Why would students not accept the award, and how can Congress better target the program? 

NASFAA explored these questions in June. Students who didn’t take FWS positions said they could earn more outside of work-study, they already had another job, or could get more experience elsewhere, because there’s a general perception that FWS positions are mostly clerical. Further, FWS jobs are also limited in number, a FWS award doesn’t guarantee a permanent job, the pay and hours may vary, the award is not guaranteed from year–to-year, and earnings are not applied directly to tuition. 

But there are misconceptions about what FWS jobs are like, due to a lack of information on the types of positions available. These jobs vary, with 80 percent of them being on campus in various academic departments, food service, maintenance, and research labs. At least 7 percent of FWS jobs on a given campus must be in community service and at least one student must be employed as a reading tutor or in a family literacy project. Unfortunately, 25 percent of schools have difficulty meeting these requirements, because the jobs may not exist or are limited in their community. 

Part of the problem is how underutilized and underfunded the program is. Given that the amount of funding limits the awards to only 5 percent of working students, not enough students who need and want a FWS position can get one. Two-thirds of the funding formula is based on a school’s prior-year allocation for FWS, and the rest is based on the number of students who need it -- giving an unfair advantage to schools with larger prior allocations (which are usually older, more selective  and have fewer low-income students), and not prioritizing the students who need it most. These students are more likely to attend newer institutions with a much larger proportion of Pell Grant recipients. 

FWS could be improved in a number of ways. Colleges should raise awareness of the program by promoting the benefits and variety of jobs available. Those hiring FWS employees should take into account the student’s educational and career goals, and serve as mentors.

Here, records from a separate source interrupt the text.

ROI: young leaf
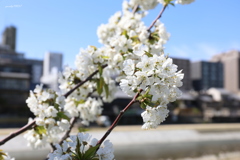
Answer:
[57,112,70,121]
[104,84,109,98]
[83,145,99,159]
[98,64,103,76]
[34,126,47,134]
[97,77,105,95]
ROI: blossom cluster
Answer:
[19,0,194,160]
[0,149,15,160]
[49,133,114,160]
[24,85,70,148]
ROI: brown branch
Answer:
[59,117,78,145]
[0,64,108,146]
[97,89,142,146]
[147,5,167,32]
[0,120,36,146]
[64,64,108,97]
[132,5,139,14]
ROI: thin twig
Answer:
[97,89,142,145]
[147,5,167,32]
[59,117,78,145]
[0,64,107,146]
[64,64,108,97]
[0,120,36,146]
[132,5,139,14]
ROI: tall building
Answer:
[211,50,240,93]
[191,61,224,91]
[0,25,43,116]
[41,52,63,90]
[2,26,16,51]
[172,58,192,91]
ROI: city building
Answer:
[41,52,63,90]
[211,50,240,94]
[2,26,16,51]
[172,58,192,91]
[191,61,224,91]
[0,27,43,116]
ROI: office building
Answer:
[0,27,43,116]
[2,26,16,51]
[172,58,192,91]
[191,61,224,91]
[211,50,240,93]
[41,52,63,90]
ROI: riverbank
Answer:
[0,123,240,160]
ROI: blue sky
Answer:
[0,0,240,67]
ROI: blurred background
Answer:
[0,0,240,160]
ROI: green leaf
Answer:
[97,77,104,95]
[90,46,97,51]
[122,30,129,39]
[75,99,85,106]
[57,112,70,121]
[75,138,83,159]
[101,56,110,59]
[104,84,109,98]
[83,145,99,159]
[34,126,47,134]
[145,51,153,57]
[98,64,103,76]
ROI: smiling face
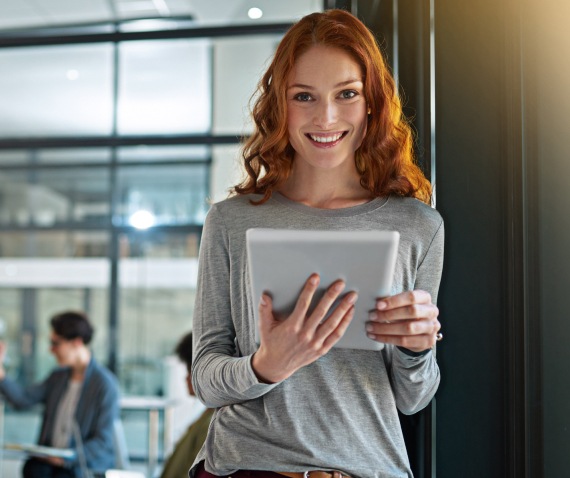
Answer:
[287,45,367,171]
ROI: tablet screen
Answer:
[246,229,400,350]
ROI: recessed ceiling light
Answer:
[247,7,263,20]
[129,209,156,230]
[65,70,79,81]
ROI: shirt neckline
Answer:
[271,192,389,217]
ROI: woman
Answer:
[0,311,119,478]
[192,10,443,478]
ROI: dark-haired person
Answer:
[160,332,214,478]
[0,311,119,478]
[192,10,443,478]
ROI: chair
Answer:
[113,418,131,470]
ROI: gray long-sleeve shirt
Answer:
[192,194,443,478]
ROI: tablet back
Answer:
[246,229,400,350]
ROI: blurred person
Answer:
[0,311,119,478]
[160,332,214,478]
[191,10,444,478]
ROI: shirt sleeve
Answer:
[192,205,277,408]
[76,377,119,471]
[0,378,49,410]
[384,217,444,415]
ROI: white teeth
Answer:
[309,133,342,143]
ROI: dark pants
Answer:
[22,458,75,478]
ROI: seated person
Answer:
[160,332,214,478]
[0,311,119,478]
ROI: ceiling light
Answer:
[129,209,156,229]
[247,7,263,20]
[65,70,79,81]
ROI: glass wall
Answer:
[0,21,292,466]
[0,4,323,470]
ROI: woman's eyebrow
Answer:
[287,78,362,90]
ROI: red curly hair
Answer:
[233,10,431,204]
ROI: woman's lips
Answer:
[305,131,348,148]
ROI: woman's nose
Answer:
[313,101,337,129]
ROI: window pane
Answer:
[114,165,209,229]
[36,148,111,164]
[118,40,211,135]
[0,168,109,227]
[118,233,198,395]
[118,145,210,163]
[0,44,113,137]
[213,35,281,134]
[0,231,109,256]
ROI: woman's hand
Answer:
[366,290,441,352]
[251,274,357,383]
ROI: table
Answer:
[118,396,176,478]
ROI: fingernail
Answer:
[334,281,344,292]
[347,292,358,304]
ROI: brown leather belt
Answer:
[277,470,350,478]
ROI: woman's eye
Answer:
[340,90,358,100]
[293,93,312,101]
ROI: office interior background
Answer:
[0,0,570,478]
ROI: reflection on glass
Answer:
[0,168,109,227]
[118,232,199,395]
[35,148,111,164]
[118,40,212,135]
[0,149,30,164]
[0,230,109,258]
[117,144,210,163]
[114,164,208,226]
[213,35,282,134]
[0,43,113,137]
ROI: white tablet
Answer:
[246,229,400,350]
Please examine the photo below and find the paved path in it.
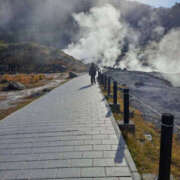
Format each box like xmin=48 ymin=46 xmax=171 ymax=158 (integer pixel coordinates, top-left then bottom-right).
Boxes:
xmin=0 ymin=75 xmax=138 ymax=180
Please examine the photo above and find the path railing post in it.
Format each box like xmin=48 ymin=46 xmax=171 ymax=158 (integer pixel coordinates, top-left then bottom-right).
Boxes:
xmin=104 ymin=75 xmax=107 ymax=90
xmin=110 ymin=81 xmax=120 ymax=113
xmin=101 ymin=74 xmax=104 ymax=85
xmin=113 ymin=81 xmax=117 ymax=104
xmin=158 ymin=114 xmax=174 ymax=180
xmin=108 ymin=77 xmax=111 ymax=97
xmin=124 ymin=89 xmax=129 ymax=124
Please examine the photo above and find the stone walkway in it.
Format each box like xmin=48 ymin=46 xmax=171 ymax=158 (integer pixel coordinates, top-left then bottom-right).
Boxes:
xmin=0 ymin=75 xmax=139 ymax=180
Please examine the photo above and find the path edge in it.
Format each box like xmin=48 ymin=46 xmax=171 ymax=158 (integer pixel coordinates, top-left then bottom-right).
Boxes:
xmin=98 ymin=84 xmax=142 ymax=180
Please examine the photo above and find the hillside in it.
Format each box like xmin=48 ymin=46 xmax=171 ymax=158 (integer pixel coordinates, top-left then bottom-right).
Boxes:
xmin=0 ymin=42 xmax=86 ymax=73
xmin=0 ymin=0 xmax=180 ymax=48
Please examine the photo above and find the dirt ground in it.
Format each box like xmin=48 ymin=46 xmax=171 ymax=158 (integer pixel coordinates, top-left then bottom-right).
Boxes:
xmin=0 ymin=73 xmax=68 ymax=120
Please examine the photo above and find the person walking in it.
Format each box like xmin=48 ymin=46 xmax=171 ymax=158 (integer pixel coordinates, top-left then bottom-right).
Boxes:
xmin=89 ymin=63 xmax=97 ymax=85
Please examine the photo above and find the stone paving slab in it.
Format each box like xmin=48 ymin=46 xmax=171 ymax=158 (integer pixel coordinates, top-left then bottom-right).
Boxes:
xmin=0 ymin=75 xmax=136 ymax=180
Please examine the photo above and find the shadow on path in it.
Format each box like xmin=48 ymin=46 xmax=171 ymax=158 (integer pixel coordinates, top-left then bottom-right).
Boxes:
xmin=79 ymin=84 xmax=91 ymax=91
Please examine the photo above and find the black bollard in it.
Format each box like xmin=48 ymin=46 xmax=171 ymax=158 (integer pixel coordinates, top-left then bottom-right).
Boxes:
xmin=158 ymin=114 xmax=174 ymax=180
xmin=113 ymin=81 xmax=117 ymax=104
xmin=101 ymin=74 xmax=104 ymax=85
xmin=104 ymin=75 xmax=107 ymax=90
xmin=124 ymin=89 xmax=129 ymax=124
xmin=108 ymin=77 xmax=111 ymax=97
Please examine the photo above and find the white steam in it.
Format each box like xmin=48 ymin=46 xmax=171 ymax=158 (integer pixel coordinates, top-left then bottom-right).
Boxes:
xmin=64 ymin=4 xmax=180 ymax=86
xmin=65 ymin=4 xmax=128 ymax=66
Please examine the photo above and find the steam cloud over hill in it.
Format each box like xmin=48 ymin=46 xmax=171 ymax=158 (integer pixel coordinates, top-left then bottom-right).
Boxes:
xmin=0 ymin=0 xmax=180 ymax=84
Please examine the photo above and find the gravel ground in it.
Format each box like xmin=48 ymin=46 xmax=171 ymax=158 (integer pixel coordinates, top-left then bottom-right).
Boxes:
xmin=0 ymin=74 xmax=66 ymax=110
xmin=106 ymin=70 xmax=180 ymax=132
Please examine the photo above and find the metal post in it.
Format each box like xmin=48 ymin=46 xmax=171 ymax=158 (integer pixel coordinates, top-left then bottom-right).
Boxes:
xmin=158 ymin=114 xmax=174 ymax=180
xmin=104 ymin=75 xmax=107 ymax=90
xmin=124 ymin=89 xmax=129 ymax=124
xmin=108 ymin=77 xmax=111 ymax=97
xmin=101 ymin=74 xmax=104 ymax=85
xmin=113 ymin=81 xmax=117 ymax=104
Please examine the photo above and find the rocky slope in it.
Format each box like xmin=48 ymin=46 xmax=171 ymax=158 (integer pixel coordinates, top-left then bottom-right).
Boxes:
xmin=107 ymin=70 xmax=180 ymax=133
xmin=0 ymin=43 xmax=86 ymax=73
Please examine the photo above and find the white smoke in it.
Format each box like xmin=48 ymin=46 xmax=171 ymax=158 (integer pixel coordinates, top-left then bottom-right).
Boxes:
xmin=65 ymin=4 xmax=131 ymax=66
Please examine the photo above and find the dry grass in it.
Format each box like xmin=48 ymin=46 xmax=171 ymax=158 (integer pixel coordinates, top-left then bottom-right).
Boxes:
xmin=0 ymin=74 xmax=46 ymax=85
xmin=0 ymin=74 xmax=50 ymax=89
xmin=102 ymin=84 xmax=180 ymax=179
xmin=0 ymin=98 xmax=36 ymax=120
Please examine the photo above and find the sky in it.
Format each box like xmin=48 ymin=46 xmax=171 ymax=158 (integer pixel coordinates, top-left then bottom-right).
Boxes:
xmin=130 ymin=0 xmax=180 ymax=7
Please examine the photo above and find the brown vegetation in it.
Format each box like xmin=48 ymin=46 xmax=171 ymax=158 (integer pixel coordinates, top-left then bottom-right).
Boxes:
xmin=102 ymin=84 xmax=180 ymax=178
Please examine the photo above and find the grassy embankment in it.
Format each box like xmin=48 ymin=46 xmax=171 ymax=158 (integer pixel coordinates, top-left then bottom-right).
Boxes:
xmin=101 ymin=84 xmax=180 ymax=179
xmin=0 ymin=74 xmax=68 ymax=120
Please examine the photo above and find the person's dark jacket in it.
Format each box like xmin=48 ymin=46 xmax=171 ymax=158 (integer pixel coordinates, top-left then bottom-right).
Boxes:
xmin=89 ymin=66 xmax=97 ymax=76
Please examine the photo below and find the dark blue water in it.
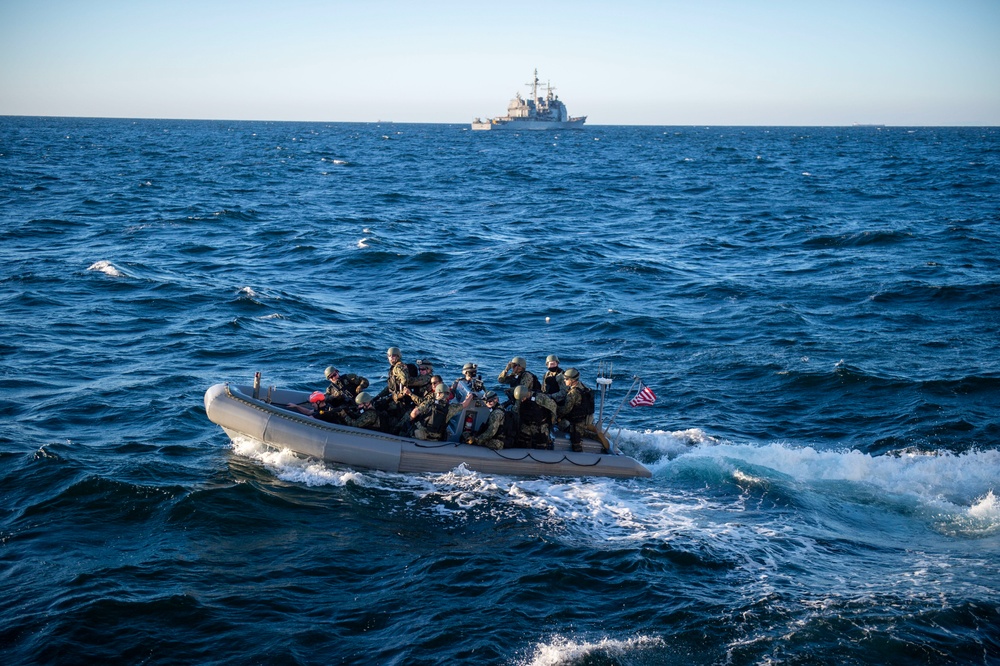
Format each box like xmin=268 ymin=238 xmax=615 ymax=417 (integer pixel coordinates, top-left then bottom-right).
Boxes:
xmin=0 ymin=117 xmax=1000 ymax=665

To encourage retention, FWS students should be paid more and their work should be expanded to offer a greater variety of experiences.

A possible solution for meeting the minimum 7-percent community service requirement: Use current FWS students as peer mentors for new FWS students and incoming freshmen. These peer mentors could also work in the communities that would benefit most from their helping students with the college-going process. 

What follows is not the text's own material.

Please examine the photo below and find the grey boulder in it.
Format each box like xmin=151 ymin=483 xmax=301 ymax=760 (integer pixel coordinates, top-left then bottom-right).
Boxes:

To address the funding issue, NCAN recommends that Congress rewrite the campus-based aid allocation formula to provide allocations to institutions based on the proportion of Pell Grant recipients they enroll and graduate, not their length of time in the program.

While FWS may have some limitations, it also has great benefits for students. FWS can help reduce the overall student debt burden, and FWS earnings are not factored into the following year’s FAFSA calculation. It gives students the opportunity to learn how to balance work and school, often with flexible hours and empathetic supervisors. Students should file their FAFSA to be considered for these many benefits.